El Gato shrugged and suggested, “Forget about them and help us steal money instead. Is no way you could overtake that night boat before it puts in at Yuma. Not if you left this very minute. I told you the only vessels our side controls are fishing boats or, all right, smugglers, powered by sails in the fickle winds of this stagnant Sea of Cortez. Your prisoner and his blond puta will be back on shore, free for to run in any direction, long before we could hope to land you in Yuma. To begin with, is a guarded border crossing you would never get through if you followed the main channel of the Rio Colorado. The broad swampy delta provides many better, or at least less famous channels. But progress through that windless sea of tule reeds can be slow.”

“I don’t aim to catch ‘em aboard that infernal steamboat,” Longarm declared, snorting smoke out both nostrils as he explained. “The best I can hope for in Yuma is somebody who saw which way they were headed. Such witnesses get tougher to come by as time winds on. They know this. They figure they led me on a long ride around Robin Hood’s Barn, and I’m figuring they heard I’d been arrested before they ever boarded that side-wheeler. Even if they take some pains, it’s tough to cover your tracks when you get off a steamboat with a good-looking blonde. I only need someone who can say for certain they caught a train either way. I’m betting they never planned to.”
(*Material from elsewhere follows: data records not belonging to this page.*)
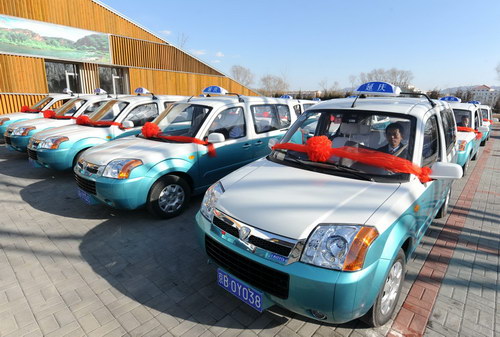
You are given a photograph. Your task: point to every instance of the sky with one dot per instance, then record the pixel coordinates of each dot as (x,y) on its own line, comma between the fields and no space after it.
(444,43)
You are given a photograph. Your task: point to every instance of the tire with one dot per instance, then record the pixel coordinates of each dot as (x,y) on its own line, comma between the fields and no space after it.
(387,299)
(168,197)
(443,211)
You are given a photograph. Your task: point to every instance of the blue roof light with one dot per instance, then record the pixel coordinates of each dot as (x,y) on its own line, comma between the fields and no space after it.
(450,99)
(99,91)
(214,90)
(141,90)
(378,88)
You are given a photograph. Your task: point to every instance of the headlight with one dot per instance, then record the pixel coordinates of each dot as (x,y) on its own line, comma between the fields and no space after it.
(22,131)
(52,142)
(461,145)
(120,168)
(210,199)
(339,247)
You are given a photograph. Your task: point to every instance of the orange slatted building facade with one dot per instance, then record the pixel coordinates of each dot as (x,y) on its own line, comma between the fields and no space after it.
(95,47)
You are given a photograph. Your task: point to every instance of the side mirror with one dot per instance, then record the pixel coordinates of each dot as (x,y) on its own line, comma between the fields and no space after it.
(272,142)
(216,138)
(442,170)
(127,124)
(483,129)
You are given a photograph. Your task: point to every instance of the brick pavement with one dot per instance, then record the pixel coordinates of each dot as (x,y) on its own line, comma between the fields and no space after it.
(67,269)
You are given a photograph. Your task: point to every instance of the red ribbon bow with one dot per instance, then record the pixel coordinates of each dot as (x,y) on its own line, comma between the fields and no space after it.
(319,149)
(152,130)
(479,135)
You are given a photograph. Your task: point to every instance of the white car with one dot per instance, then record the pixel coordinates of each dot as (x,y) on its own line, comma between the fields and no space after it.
(325,224)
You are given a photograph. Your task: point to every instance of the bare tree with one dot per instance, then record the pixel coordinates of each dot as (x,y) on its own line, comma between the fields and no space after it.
(273,85)
(401,78)
(242,75)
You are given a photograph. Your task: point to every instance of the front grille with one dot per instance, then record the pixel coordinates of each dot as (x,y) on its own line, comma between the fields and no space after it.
(254,240)
(225,227)
(32,154)
(86,185)
(269,245)
(258,275)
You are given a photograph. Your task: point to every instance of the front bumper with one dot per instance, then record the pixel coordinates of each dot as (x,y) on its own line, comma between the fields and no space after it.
(341,296)
(129,193)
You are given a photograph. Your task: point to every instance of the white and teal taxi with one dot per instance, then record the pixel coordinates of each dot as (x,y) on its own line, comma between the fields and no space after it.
(59,148)
(34,111)
(325,224)
(487,116)
(186,149)
(470,129)
(18,134)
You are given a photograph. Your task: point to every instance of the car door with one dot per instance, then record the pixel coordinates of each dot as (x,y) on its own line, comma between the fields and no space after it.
(434,190)
(269,121)
(234,152)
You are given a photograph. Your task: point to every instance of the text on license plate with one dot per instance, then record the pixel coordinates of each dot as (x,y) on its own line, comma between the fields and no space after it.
(248,295)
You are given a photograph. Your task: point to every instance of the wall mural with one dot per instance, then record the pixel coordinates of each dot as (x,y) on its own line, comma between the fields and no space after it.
(35,38)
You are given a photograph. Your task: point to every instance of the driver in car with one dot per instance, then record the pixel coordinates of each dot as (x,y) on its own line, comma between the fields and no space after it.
(394,134)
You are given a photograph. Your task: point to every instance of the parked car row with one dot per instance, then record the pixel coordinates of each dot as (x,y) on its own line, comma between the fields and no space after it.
(315,210)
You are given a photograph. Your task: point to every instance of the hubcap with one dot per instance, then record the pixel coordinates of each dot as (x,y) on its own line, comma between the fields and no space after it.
(391,288)
(171,198)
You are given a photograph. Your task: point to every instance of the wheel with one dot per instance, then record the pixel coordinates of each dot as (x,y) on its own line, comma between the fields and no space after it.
(168,197)
(388,297)
(443,211)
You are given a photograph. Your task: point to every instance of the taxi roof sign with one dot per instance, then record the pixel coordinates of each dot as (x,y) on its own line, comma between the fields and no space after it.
(214,90)
(450,99)
(378,88)
(99,91)
(141,90)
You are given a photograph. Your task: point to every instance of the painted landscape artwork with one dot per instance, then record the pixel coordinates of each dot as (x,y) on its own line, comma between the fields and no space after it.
(34,38)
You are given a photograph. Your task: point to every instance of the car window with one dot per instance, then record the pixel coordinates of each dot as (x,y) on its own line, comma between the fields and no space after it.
(269,117)
(142,114)
(430,151)
(93,107)
(449,129)
(230,122)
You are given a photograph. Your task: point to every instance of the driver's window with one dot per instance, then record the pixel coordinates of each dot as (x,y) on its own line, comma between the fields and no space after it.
(230,123)
(430,153)
(142,114)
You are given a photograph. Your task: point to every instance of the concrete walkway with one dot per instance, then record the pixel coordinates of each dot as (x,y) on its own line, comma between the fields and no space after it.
(68,269)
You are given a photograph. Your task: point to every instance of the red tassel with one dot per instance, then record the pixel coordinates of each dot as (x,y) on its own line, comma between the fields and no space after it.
(49,114)
(150,130)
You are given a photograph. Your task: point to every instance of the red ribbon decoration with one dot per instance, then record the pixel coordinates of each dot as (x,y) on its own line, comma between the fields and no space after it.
(152,130)
(52,114)
(26,108)
(319,149)
(85,120)
(479,135)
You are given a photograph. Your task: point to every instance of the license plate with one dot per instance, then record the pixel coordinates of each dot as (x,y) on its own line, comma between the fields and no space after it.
(245,293)
(86,197)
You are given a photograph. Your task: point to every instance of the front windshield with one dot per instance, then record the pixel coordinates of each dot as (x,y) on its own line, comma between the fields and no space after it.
(463,117)
(379,131)
(484,112)
(40,104)
(109,110)
(182,119)
(70,107)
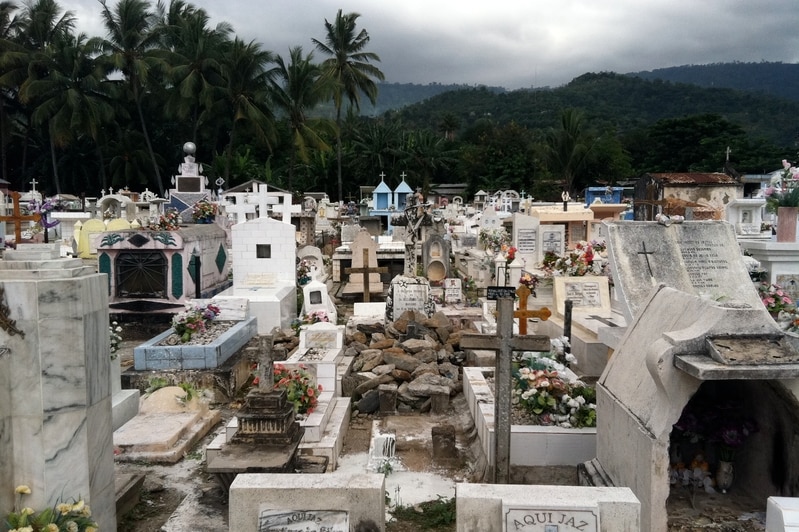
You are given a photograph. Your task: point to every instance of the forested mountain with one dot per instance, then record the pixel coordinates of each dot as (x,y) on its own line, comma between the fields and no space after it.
(616,101)
(68,120)
(776,79)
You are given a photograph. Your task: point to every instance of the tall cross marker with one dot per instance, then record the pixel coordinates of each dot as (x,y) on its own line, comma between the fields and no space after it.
(504,343)
(366,270)
(266,370)
(523,314)
(17,218)
(646,254)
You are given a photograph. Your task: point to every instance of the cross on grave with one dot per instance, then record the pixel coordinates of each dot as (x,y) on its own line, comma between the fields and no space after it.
(646,254)
(17,218)
(523,314)
(504,343)
(266,371)
(366,270)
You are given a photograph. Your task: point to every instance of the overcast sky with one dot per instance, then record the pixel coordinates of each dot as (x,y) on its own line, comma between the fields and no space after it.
(517,43)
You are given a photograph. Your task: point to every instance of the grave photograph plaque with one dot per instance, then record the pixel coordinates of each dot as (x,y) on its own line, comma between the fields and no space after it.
(697,257)
(525,242)
(408,293)
(495,292)
(301,520)
(552,241)
(551,519)
(589,294)
(453,290)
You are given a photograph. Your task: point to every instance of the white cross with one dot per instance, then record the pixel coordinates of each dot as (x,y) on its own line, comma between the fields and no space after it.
(262,201)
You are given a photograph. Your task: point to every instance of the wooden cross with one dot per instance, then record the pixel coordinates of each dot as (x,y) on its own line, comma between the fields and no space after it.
(366,270)
(504,343)
(523,314)
(646,254)
(17,218)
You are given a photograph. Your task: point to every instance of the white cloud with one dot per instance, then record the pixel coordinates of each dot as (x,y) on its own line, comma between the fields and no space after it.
(519,43)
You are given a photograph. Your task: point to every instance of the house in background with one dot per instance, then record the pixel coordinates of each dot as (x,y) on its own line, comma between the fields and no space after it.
(696,195)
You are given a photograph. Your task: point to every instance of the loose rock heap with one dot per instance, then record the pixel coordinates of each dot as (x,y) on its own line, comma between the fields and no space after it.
(420,355)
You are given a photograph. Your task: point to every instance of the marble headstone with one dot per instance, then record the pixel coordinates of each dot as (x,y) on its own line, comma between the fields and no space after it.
(699,257)
(408,293)
(316,298)
(525,239)
(589,294)
(363,241)
(551,238)
(349,232)
(453,290)
(55,386)
(315,259)
(322,335)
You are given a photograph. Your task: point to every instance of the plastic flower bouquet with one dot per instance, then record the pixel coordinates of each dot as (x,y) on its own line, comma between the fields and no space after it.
(169,221)
(775,298)
(75,517)
(299,387)
(204,212)
(193,319)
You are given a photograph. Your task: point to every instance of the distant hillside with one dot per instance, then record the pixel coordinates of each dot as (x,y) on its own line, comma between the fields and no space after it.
(621,102)
(776,79)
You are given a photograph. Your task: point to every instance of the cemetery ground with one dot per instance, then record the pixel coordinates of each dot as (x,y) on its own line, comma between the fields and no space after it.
(182,496)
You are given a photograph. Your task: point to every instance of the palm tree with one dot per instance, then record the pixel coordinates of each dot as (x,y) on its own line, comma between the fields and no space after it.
(30,37)
(8,26)
(377,145)
(426,155)
(567,149)
(245,96)
(194,57)
(132,36)
(297,88)
(350,68)
(68,95)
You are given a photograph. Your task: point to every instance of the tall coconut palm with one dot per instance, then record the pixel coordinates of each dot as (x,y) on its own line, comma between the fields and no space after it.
(193,54)
(245,94)
(68,95)
(296,89)
(32,35)
(132,35)
(8,25)
(567,149)
(350,68)
(426,154)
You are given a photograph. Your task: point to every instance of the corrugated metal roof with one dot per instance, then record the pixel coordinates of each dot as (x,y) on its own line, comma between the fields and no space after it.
(695,178)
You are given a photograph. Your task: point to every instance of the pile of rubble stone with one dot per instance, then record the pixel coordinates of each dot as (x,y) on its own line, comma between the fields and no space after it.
(411,364)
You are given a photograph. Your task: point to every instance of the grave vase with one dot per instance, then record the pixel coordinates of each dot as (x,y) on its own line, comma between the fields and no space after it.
(786,224)
(724,476)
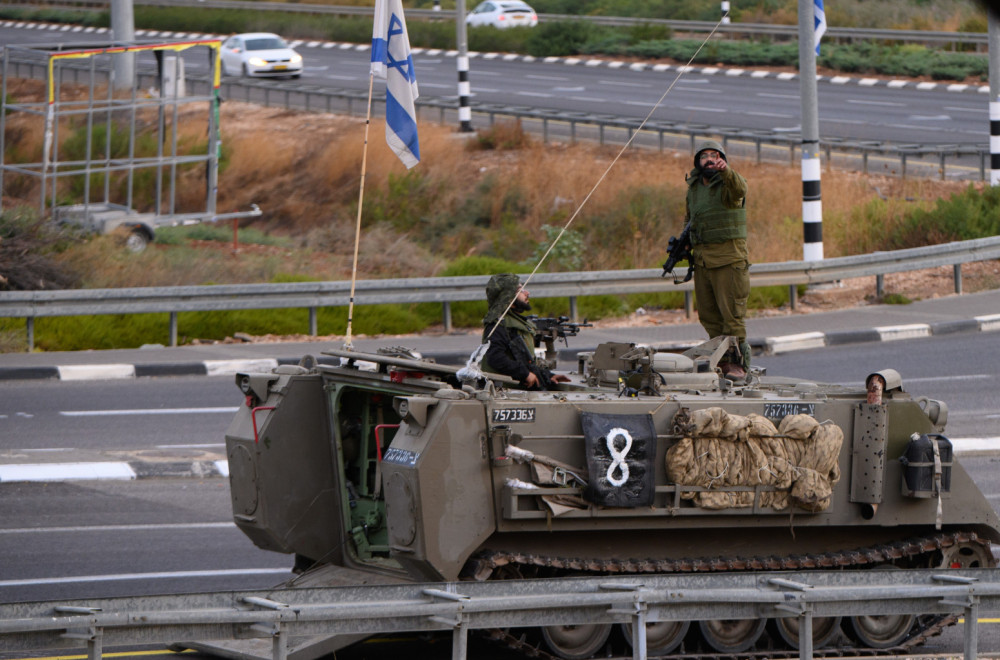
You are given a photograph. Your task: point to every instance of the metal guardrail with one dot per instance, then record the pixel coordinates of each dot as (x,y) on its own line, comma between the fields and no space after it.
(30,305)
(604,129)
(752,30)
(278,614)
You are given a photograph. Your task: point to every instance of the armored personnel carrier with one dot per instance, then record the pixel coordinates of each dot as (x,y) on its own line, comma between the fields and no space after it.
(385,466)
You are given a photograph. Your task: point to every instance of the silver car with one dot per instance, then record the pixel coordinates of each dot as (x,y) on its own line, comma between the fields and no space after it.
(258,54)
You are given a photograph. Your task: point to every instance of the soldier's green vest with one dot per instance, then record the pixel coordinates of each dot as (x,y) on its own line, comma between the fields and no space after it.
(713,222)
(719,225)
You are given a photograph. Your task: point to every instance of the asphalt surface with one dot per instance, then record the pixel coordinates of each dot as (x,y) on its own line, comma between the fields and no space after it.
(969,313)
(976,312)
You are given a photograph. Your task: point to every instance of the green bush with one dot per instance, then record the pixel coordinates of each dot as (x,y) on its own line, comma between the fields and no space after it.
(220,232)
(963,216)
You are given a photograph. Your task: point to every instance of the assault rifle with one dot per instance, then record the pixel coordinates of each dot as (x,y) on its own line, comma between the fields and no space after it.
(548,330)
(679,249)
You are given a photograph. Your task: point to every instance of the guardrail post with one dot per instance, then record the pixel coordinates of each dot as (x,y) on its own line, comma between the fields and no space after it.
(95,645)
(460,640)
(971,630)
(639,633)
(805,635)
(279,646)
(446,313)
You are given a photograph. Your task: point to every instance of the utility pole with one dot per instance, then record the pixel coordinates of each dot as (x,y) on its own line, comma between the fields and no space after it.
(123,32)
(812,205)
(464,112)
(993,23)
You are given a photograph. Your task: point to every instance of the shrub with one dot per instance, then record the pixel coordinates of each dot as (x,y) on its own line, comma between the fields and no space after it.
(28,247)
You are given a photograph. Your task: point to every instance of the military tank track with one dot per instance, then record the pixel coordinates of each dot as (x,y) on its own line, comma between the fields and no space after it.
(922,633)
(915,551)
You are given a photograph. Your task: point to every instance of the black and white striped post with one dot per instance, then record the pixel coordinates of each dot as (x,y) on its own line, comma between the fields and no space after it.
(993,22)
(812,205)
(464,111)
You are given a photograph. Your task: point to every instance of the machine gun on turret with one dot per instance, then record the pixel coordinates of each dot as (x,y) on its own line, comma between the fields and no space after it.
(679,249)
(549,329)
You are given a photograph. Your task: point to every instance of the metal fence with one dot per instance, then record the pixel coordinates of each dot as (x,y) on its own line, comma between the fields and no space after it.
(751,30)
(31,305)
(280,614)
(942,160)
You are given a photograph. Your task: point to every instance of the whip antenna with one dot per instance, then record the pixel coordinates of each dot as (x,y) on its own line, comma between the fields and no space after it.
(681,71)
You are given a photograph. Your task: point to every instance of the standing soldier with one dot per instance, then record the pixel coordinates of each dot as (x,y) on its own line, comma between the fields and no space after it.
(716,209)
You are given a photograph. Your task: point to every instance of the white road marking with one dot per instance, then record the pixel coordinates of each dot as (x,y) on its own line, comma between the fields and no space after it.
(143,576)
(887,103)
(150,411)
(116,528)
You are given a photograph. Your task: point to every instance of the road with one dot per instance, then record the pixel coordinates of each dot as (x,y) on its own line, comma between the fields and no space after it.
(901,115)
(113,538)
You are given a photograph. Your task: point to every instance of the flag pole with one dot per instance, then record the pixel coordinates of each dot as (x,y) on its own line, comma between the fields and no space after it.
(361,198)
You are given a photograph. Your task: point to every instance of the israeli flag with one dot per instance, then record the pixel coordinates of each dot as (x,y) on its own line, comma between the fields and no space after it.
(819,21)
(391,60)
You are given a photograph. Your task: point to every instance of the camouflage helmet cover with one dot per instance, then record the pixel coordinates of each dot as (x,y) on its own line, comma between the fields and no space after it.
(500,291)
(709,144)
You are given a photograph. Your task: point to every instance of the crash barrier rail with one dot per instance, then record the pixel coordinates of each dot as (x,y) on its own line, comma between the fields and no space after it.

El Gato cocked a thoughtful eyebrow. “Par que? For why would anyone stay close to Yuma when he knew that was where the law expected them to hide out?”

“To hide out, of course,” said Longarm, taking pity on his pal’s bewildered smile. “Harmony Drake was the only member of the bunch anyone ever spotted in Yuma. Or should we say, the downtown parts of Yuma. I’m saying they must have been holed up somewhere good. Somewhere they felt safer than anywhere here in Mexico where nobody in possession of a U.S. federal warrant had just cause to look for them.”

El Gato nodded soberly and said, “Is agreed those two you tangled with in that cantina should not have been out drinking when they had reason for to be expecting someone like you to come along. But should the gang leave that boat for to go straight to some Yuma hideout, do you have any idea where such a secret lair might be?”

To which Longarm could only reply, “Upstairs or down, close to the center or way out on the outskirts of town. A hideout is by definition somewhere nobody else knows about. With any luck, I’ll be able to trace them as far as the depot, and we can wire an all-points on the sneaky sons of bitches. But with my luck, they’ll go to ground somewhere close to Yuma, where Billy Vail sent me to get old Harmony in the first damned place. How long does it take a sailboat to carry a lawman that far, old son?” El Gato said, “Twenty-four hours with a following wind. It gets to be more of a problem when the winds are calm or contrary. I think you have more fun helping us rob El Presidente Diaz. They gonna kill you if they catch you anyway. So you may as well have the game as long as you have the name, no?”